La presentación de la nueva novela de Jaime de los Santos, El evangelio según Caravaggio, convirtió este miércoles la Consejería de Cultura en un lugar para la reflexión y el diálogo, donde la figura del pintor barroco sirvió como hilo conductor para pensar el arte, la verdad y las tensiones que atraviesan a las sociedades de ayer y de hoy. Lejos de un acto estrictamente literario, el encuentro se articuló como una conversación abierta sobre la condición humana, la creación artística y la mirada crítica sobre el mundo.
El autor fue introducido por el vicepresidente de la Ciudad Autónoma, Miguel Marín, que se encargó de su presentación a través de su biografía, y por la actriz Alejandra Acedo, quien condujo el intercambio con el escritor. El acto contó con la presencia de representantes políticos de la Ciudad, entre los que se encontraba la consejera de Cultura, Fadela Mohatar, a la que Jaime de los Santos se refirió destacando la visión compartida del "poder transformador de las Bellas Artes".
Desde el inicio, el escritor situó la narrativa en un plano íntimo, personal y reflexivo con tono elocuente y cercano. Habló de la necesidad que tiene de encontrar momentos de felicidad en medio de un mundo complejo y de cómo escribir se ha convertido para él en uno de esos espacios de bienestar. En la escritura, de los Santos encuentra placer, evasión y desconexión, una manera de apartarse de los “enredos” que, a su juicio, sostienen muchas de las dinámicas del presente, no solo en el ámbito político en el que se desenvuelve.
Esta novela es la segunda del autor, tras Si te digo lo que hice, y es el resultado de 17 meses de trabajo en los que se sumergió en la vida de Caravaggio y en el contexto histórico que lo rodeó, también en las personas que lo acompañaron en vida. Más allá de dar forma narrativa a la figura del pintor, Jaime de los Santos planteó la obra como una reivindicación de la verdad como parte imprescindible para comprender a Caravaggio y su obra. En ese sentido, abordó cómo el artista fue denotado por sus contemporáneos por su genialidad. Unos acontecimientos que generaron sombras y leyendas que han perdurado siglos.
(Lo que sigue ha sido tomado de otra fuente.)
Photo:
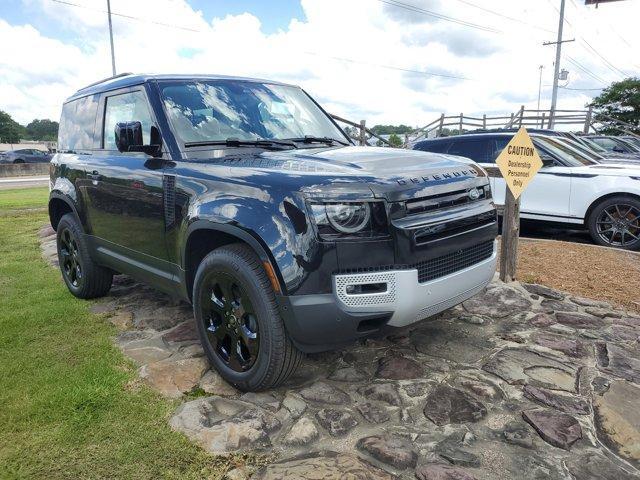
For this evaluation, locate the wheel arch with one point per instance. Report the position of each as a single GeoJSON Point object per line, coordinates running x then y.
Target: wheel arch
{"type": "Point", "coordinates": [601, 199]}
{"type": "Point", "coordinates": [204, 236]}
Caravaggio ha sido definido a lo largo del tiempo a partir del relato del momento en el que vivió, especialmente en lo relativo a la violencia y a su orientación sexual. Sobre lo primero, de los Santos sostuvo que no fue más violento que la propia sociedad occidental del Barroco; sobre lo segundo, explicó que se trata de una interpretación ligada a determinados retratos de figuras masculinas realizados en una etapa concreta de su trayectoria artística.
En la novela, y durante el conservatorio de este miércoles, adquiere un papel fundamental Costanza Colonna, una figura imprescindible en la vida del pintor y también en el relato que construye el escritor. Colonna, que dio cobijo y apoyo a Caravaggio, representa para Jaime de los Santos una feminista que lo fue por su coherencia vital, por su manera de actuar, de pensar, de leer y de relacionarse con el mundo.
El conservatorio con Alejandra Acedo permitió ampliar la reflexión hacia el concepto del amor. El escritor se alejó de una visión romántica, que vinculó a la sociedad posmoderna occidental, para hablar de un amor que sostiene como el que marcó la relación entre Colonna y Caravaggio. “Dar espacio al que tiene que brillar, para que brille”, concretó de los Santos.
Junto a ella, el escritor rescata también a Pierre Paolo Pasolini como una referencia clave para entender determinadas miradas sobre el arte y la verdad. Convirtiéndose esta última en uno de los ejes centrales de la presentación del libro. Para Caravaggio, explicó el autor, la verdad era la única forma posible de entender el mundo. Su pintura retrataba la vida que tenía delante: mujeres prostituidas, pescadores, albañiles, escenas cotidianas que rompían con los cánones idealizados y que resultaban incómodas para los poderosos de su tiempo, en pleno contexto de Contrarreforma. Esa manera de representar la realidad fue percibida como una provocación y una falta de respeto por parte de las élites.
Durante el encuentro también se habló de la genialidad del artista y de la mediocridad que lo rodeó, una mediocridad que, según se señaló, tiende a cercar aquello que deja al descubierto las propias vergüenzas y que condicionó la vida del artista. A pesar de ello, el talento de Caravaggio evitó que su obra se perdiera, aunque el reconocimiento pleno no llegaría hasta siglos después.
“La verdad, a veces sorprende, a veces incomoda”, recordó Jaime de los Santos ante el público. Sus palabras dejaron una reflexión sobre los estereotipos que aún persisten, sobre los espacios que se evitan para no enfrentarse a la verdad y sobre la necesidad de asumir una mirada honesta y compleja sobre el ser humano, una mirada que conecta la obra de Caravaggio con los desafíos del presente.